Help!!!! - Raising PhD funding after offer recieved

J

Hi everyone,

I am happy to have recieved an unconditional offer for a PhD in Computer Science and Molecular biology. I had sought to pursue research in Alzheimers and computer aided drug design at St. Georges however my supervisor (who I had done my masters thesis with) had to semi retire and was unable to attain funding. My background is in software engineering and I hold an MPharm degree.
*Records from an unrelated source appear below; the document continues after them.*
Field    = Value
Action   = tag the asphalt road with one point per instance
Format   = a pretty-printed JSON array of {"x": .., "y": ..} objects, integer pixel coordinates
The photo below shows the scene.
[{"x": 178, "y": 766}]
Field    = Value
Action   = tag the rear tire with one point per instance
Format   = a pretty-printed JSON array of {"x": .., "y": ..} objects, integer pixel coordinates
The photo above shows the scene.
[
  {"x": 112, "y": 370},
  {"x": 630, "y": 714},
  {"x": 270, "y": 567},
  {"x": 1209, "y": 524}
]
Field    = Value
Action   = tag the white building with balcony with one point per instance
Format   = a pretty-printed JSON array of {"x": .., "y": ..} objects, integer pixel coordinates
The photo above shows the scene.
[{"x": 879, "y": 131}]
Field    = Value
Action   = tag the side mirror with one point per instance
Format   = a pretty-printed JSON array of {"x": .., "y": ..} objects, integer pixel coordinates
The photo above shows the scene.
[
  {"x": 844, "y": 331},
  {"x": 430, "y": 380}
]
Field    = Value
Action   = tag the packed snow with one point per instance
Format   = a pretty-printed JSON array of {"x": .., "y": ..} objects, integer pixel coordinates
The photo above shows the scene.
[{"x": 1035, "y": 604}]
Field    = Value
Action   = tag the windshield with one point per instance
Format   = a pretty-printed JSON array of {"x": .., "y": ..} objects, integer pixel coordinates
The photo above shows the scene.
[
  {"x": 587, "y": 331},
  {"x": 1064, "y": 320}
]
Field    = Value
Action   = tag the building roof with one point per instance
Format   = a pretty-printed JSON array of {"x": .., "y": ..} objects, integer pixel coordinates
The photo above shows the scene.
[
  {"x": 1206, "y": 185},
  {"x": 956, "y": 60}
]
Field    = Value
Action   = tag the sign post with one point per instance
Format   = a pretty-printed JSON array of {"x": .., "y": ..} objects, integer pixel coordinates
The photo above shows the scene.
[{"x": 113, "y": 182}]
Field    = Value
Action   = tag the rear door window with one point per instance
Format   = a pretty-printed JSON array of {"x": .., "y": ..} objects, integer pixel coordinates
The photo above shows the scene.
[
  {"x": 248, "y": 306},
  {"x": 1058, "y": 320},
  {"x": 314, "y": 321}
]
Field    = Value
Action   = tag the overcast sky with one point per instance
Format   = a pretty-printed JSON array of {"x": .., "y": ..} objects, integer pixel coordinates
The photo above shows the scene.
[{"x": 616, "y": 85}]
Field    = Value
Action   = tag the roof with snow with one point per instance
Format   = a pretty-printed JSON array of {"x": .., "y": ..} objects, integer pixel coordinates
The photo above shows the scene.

The PhD I have a formal offer for was advertised as competition funded. However, on recently ringing the department I was told I hadn't been awarded departmental funding as the competition was very high :-(

(would attach that Beatles song Help!!! here)

I have started writing to relevant research councils to try and arrange funding but I'm a bit lost as how to organise this before I am due to start this September.

I would be most grateful for any suggestions/ideas people may have.

Thanks in advance,
Jamie

B

I think both the relevant research councils (assuming MRC and EPSRC?) award funding for doctoral students directly to universities, who then decide who gets the money, so this may be what you've already been considered for. I think the quickest way of finding out what possibilities there are would be to ask the department, what other students have done in this situation. One thing that does occur to me is whether you might be able to get an industrial sponsor through a collaborative studentship for something like that. Sadly, getting a PhD place is a lot easier that getting funding. On another note, if the supervisor is semi-retired, is s/he necessarily going to be the best person to supervise you? I'm just thinking that someone winding down their research career may not be interested in publishing more articles etc with you.

M

A semi retired supervisor may retire in a few years' time.
My friend had similar experience; five years later, the new supervisor had a different perspective from the retired supervisor...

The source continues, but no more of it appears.